From plush apartments on the Upper East Side to bars in midtown Manhattan, New York's financial community watched in stunned dismay yesterday as Republican Donald Trump clinched the White House.

An early party mood quickly soured as donors and supporters of Mrs Hillary Clinton realised that the Democratic candidate - Wall Street's preferred choice because she represented the status quo - had lost, Reuters reported.

Many were lost for words.

"Not really much to say," said billionaire credit investor Marc Lasry.

Mr Trump's unpredictable pronouncements and opposition to free-trade agreements have made him unpopular with many financiers, who fear he could disrupt global trade and damage geopolitical relationships.
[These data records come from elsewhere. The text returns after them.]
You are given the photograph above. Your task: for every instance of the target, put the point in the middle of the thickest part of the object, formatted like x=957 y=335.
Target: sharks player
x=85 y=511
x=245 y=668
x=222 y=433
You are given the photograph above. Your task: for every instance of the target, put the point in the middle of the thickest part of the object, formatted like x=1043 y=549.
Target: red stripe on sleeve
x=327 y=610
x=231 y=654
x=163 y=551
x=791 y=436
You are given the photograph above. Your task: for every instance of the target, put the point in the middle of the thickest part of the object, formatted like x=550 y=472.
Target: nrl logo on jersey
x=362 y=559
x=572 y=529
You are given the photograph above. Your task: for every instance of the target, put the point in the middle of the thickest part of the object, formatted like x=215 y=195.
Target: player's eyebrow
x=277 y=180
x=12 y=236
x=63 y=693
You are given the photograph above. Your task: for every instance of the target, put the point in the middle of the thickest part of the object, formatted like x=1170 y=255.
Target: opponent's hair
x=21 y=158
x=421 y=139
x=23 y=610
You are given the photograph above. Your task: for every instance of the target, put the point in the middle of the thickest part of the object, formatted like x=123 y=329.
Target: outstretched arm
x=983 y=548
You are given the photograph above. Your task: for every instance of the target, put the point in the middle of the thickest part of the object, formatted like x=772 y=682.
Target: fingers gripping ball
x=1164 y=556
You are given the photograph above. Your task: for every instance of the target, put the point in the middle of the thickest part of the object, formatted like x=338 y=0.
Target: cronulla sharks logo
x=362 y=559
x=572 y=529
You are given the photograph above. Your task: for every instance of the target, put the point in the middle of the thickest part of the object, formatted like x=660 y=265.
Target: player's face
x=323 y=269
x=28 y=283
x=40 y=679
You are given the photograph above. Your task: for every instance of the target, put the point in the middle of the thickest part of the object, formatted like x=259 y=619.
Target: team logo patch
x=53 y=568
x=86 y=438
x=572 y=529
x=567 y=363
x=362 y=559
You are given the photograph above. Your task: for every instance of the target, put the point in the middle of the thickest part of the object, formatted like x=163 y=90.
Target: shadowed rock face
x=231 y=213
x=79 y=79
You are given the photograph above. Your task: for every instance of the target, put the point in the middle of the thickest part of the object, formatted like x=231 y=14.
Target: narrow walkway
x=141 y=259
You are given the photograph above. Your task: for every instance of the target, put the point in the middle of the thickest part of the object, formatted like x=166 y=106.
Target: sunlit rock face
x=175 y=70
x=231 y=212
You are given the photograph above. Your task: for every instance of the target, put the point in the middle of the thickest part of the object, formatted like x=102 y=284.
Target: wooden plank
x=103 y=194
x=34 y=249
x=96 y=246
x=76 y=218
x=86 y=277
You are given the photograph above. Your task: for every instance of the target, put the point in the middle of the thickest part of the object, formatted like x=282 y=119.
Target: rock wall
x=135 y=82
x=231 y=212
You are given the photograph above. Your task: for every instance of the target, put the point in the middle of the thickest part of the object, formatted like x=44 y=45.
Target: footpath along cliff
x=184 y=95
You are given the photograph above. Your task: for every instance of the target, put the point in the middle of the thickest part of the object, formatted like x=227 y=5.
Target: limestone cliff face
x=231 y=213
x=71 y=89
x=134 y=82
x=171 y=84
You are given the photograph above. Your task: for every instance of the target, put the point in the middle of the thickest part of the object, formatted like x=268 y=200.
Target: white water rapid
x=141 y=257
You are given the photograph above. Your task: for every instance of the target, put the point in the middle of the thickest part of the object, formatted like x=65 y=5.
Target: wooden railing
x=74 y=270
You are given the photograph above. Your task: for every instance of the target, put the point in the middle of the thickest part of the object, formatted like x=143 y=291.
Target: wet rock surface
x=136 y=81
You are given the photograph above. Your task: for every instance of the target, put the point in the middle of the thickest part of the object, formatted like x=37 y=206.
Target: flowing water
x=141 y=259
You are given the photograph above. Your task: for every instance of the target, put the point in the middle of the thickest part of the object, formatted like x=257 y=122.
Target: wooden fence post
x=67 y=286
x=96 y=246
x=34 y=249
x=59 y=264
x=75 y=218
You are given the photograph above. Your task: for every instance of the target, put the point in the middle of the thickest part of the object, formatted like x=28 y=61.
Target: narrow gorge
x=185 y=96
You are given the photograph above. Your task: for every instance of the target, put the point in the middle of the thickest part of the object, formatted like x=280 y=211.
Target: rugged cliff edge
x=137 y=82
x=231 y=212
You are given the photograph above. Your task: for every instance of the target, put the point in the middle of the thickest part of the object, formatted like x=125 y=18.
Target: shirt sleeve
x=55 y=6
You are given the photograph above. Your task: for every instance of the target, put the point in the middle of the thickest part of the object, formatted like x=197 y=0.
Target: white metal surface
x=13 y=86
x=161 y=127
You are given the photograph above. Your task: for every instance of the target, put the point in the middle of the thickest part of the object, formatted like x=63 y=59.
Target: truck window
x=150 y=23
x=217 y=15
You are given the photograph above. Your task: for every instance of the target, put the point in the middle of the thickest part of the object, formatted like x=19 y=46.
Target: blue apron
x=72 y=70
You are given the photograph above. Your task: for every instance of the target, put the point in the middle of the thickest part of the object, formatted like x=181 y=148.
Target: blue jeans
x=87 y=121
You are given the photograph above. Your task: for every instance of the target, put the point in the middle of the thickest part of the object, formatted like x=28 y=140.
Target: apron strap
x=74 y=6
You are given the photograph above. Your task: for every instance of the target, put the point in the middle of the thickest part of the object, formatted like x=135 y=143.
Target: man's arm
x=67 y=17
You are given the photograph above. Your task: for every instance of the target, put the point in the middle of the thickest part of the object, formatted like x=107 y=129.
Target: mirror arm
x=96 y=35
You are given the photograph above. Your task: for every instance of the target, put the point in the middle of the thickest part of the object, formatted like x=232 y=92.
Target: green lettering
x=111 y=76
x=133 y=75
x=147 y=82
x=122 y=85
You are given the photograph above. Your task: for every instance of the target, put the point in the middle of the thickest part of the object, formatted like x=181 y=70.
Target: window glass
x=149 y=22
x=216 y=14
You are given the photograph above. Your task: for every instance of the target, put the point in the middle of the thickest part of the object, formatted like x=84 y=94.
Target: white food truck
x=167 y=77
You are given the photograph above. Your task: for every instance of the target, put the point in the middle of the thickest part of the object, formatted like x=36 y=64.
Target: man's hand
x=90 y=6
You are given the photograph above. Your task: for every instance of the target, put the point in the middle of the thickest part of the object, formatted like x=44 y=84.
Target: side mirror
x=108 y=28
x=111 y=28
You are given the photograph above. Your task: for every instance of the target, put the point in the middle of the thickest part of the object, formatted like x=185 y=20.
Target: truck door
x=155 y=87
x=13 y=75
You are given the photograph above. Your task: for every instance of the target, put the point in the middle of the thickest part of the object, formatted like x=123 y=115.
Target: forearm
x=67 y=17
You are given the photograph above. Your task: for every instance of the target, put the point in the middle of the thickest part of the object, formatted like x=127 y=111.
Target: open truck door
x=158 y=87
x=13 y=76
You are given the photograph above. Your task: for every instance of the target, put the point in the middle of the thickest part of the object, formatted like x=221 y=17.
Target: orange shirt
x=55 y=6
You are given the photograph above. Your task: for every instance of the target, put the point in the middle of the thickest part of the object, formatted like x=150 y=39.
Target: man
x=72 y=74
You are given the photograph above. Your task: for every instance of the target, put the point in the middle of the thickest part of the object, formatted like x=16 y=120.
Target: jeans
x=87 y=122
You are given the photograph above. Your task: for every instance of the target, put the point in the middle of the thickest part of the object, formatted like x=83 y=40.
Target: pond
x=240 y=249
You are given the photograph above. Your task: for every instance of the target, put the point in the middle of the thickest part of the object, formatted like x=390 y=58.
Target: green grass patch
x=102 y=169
The US dollar sank and the S&P 500 index futures crashed.

Mr Joseph Peiffer, a lawyer who has represented investors and others in class-action lawsuits, cracked open a third bottle of wine.

It was his "only in the case of an emergency" bottle, while watching the returns during an election night party he hosted for about 20 friends and family members in his hometown of New Orleans.

"This seems like enough of an emergency to break it open," he said.

For Mr Trump supporters who work on Wall Street, his victory is a vindication.

"I'm very happy," said Mr Matthew Tyrmand, a private investor and contributor to the Breitbart News website, at a Young Republicans party at a bar off Madison Avenue, New York.

Mr Tyrmand, who had shorted stocks ahead of the election - a bet that stock prices will fall - said he had been called "delusional" for predicting a Trump win.

He said Mr Trump would be good news for markets because he understands the benefit of letting businesses fail.

Other Trump supporters hugged each other, sang "God Bless America", clinked glasses and called out "M-A-G-A!", the abbreviation for Mr Trump's campaign slogan "Make America Great Again".

But in one corner of the bar, a man and a woman downed shots before starting on pints of beer.

Asked if the drinks were out of celebration or depression, the response was quick. "Depression," the man said, declining to give his name.

Asian stocks fell sharply after election results came in, BBC reported.

All regional markets closed lower, with money flowing into safe haven stocks, gold and currencies including the yen.

Japan's Nikkei 225 dropped by 5.4 per cent. The Hang Seng in Hong Kong finished 2.2 per cent lower and the Shanghai Composite lost 0.6 per cent.

Australia's ASX 200 finished down 1.9 per cent while the Kospi in South Korea ended 2.7 per cent lower.

But in early trading last night, the Dow Jones Index was up 100 points.